Ces mesures ne peuvent qu'améliorer la sécurité dans les puits, mais l'article 23.11 ne parle pas du personnel affecté à la retransmission télévisée des courses, et l'accident dont a été victime le caméraman n'a rien à voir avec la vitesse à laquelle roulait Mark Webber dans les puits.

L'accident est le résultat d'une erreur dans la procédure d'arrêt aux puits de l'équipe Red Bull. C'est pour cela que la FIA a précisé qu'elle avait demandé à Red Bull poiur mercredi un rapport écrit sur le cafouillage durant l'arrêt aux puits.

« Ce rapport sera distribué aux autres équipes, pour tenter d'améliorer ala sécurité dans les puits », écrit la FIA dans un communiqué.    

C'est justement ce que Red Bull comptait faire: comprendre ce qui s'est passé. 

« Sur chaque pistolet pneumatique, il y a un bouton vert sur lequel le mécanicien appuie quand il a fini de serrer l'écrou de la roue pour signaler que tout est OK, rappelle le conseiller F1 de Red Bull Helmut Marko à la télévision autrichienne Servus TV. Or dans le cas de la roue mal vissée, le mécanicien s'y est repris à deux fois, et a appuyé sur le bouton par erreur, même s'il n'avait pas réussi à bien visser la roue.
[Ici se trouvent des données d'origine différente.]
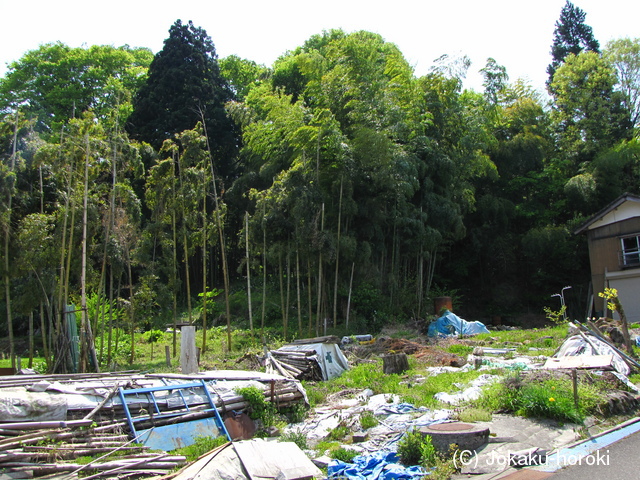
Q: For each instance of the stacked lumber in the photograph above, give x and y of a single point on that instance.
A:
(47, 451)
(301, 365)
(99, 429)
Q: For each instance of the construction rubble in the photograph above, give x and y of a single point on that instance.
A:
(48, 423)
(128, 423)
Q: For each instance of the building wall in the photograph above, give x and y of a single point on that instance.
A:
(604, 248)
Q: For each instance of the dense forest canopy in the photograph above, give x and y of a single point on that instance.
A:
(333, 187)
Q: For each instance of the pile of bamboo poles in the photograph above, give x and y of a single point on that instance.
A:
(301, 365)
(55, 451)
(30, 449)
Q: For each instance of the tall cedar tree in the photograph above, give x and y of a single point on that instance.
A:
(184, 79)
(571, 35)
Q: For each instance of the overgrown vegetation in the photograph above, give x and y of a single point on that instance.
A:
(545, 395)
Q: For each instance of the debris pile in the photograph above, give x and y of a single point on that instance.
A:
(48, 422)
(312, 359)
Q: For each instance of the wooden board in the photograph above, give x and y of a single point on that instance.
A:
(266, 460)
(580, 361)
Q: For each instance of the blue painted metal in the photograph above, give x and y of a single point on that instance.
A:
(177, 435)
(170, 437)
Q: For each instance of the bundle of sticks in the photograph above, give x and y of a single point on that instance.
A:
(302, 365)
(31, 449)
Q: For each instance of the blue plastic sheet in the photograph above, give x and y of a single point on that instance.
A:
(377, 466)
(450, 324)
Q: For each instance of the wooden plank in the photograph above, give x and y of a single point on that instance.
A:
(263, 459)
(580, 361)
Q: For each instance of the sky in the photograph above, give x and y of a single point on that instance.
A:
(517, 34)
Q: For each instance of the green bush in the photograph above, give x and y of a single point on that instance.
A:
(545, 396)
(338, 433)
(259, 408)
(298, 437)
(459, 349)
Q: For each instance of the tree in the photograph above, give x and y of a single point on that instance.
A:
(495, 80)
(241, 74)
(624, 55)
(589, 115)
(184, 79)
(571, 36)
(55, 82)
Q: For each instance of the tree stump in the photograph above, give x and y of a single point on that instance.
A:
(188, 351)
(396, 363)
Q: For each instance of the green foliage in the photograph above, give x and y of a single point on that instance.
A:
(345, 455)
(259, 407)
(571, 36)
(338, 433)
(153, 336)
(296, 436)
(546, 397)
(460, 349)
(557, 317)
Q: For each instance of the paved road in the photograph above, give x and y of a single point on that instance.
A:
(618, 461)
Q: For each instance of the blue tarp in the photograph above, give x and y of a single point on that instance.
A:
(377, 466)
(450, 324)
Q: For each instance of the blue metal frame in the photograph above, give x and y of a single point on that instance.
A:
(149, 394)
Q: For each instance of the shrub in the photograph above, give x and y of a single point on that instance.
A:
(338, 433)
(259, 408)
(345, 455)
(543, 395)
(298, 437)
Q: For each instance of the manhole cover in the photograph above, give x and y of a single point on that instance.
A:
(451, 427)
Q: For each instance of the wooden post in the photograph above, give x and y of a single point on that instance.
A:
(574, 377)
(167, 354)
(188, 353)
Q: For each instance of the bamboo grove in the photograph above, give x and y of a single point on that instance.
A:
(333, 190)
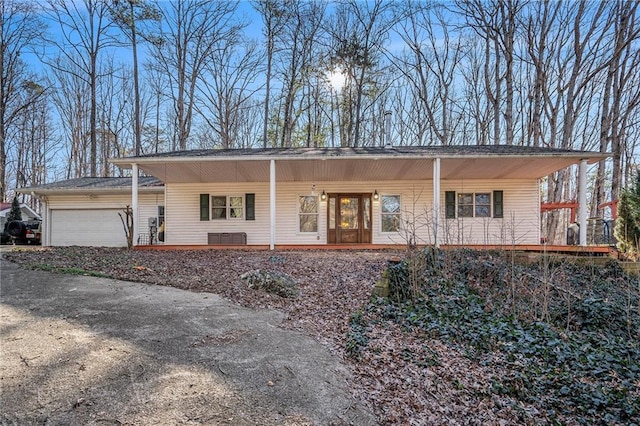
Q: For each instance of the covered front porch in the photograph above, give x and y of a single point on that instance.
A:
(360, 177)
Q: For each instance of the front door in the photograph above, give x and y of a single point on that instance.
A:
(349, 219)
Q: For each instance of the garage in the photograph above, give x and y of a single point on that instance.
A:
(101, 227)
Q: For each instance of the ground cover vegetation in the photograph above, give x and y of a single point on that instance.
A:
(86, 80)
(463, 337)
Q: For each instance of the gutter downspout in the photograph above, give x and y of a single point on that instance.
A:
(582, 201)
(436, 201)
(134, 201)
(272, 204)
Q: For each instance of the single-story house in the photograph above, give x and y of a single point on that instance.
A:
(318, 196)
(85, 211)
(26, 212)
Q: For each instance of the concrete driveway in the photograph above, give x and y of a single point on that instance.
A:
(85, 350)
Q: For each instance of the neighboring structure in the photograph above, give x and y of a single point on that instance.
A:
(84, 211)
(309, 196)
(27, 213)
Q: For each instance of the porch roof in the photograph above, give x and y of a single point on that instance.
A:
(357, 164)
(88, 185)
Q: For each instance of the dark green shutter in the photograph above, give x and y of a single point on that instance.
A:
(250, 201)
(450, 204)
(204, 206)
(498, 205)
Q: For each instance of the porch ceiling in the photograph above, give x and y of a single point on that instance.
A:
(353, 169)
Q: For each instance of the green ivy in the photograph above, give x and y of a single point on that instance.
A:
(589, 371)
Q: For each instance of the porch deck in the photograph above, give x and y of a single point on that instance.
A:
(595, 250)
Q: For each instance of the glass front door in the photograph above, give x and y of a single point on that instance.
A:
(349, 218)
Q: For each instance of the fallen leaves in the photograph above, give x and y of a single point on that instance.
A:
(406, 378)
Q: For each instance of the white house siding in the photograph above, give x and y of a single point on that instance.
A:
(520, 224)
(182, 213)
(60, 208)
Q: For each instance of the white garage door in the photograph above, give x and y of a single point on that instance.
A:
(87, 228)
C'est une erreur humaine. »

« Nous avons ensuite demandé aux mécaniciens de s'assurer que tout était OK avant de renvoyer les pilote en piste, même s'il fallait y perdre une seconde », a révélé M. Marko.

Une des solutions proposées par la presse spécialisée serait de réduire le nombre de personnes travaillant sur la voiture lors des arrêts aux puits.

« Les arrêts aux puits sont aujour'hui de 2,5 secondes, c'est trop rapide pour qu'on puisse déceler à l'oeil une erreur dans la procédure. Si Mark Webber est reparti, c'est qu'on n'a pas vu qu'il y avait un problème avec la roue arrière droite. Il faut diminuer le nombre de personnes autour de la voiture, pour rallonger les arrêts afin de diminuer la pression sur les épaules des mécaniciens », a suggéré l'ancien directeur technique Gary Anderson, devenu analyste technique pour la BBC.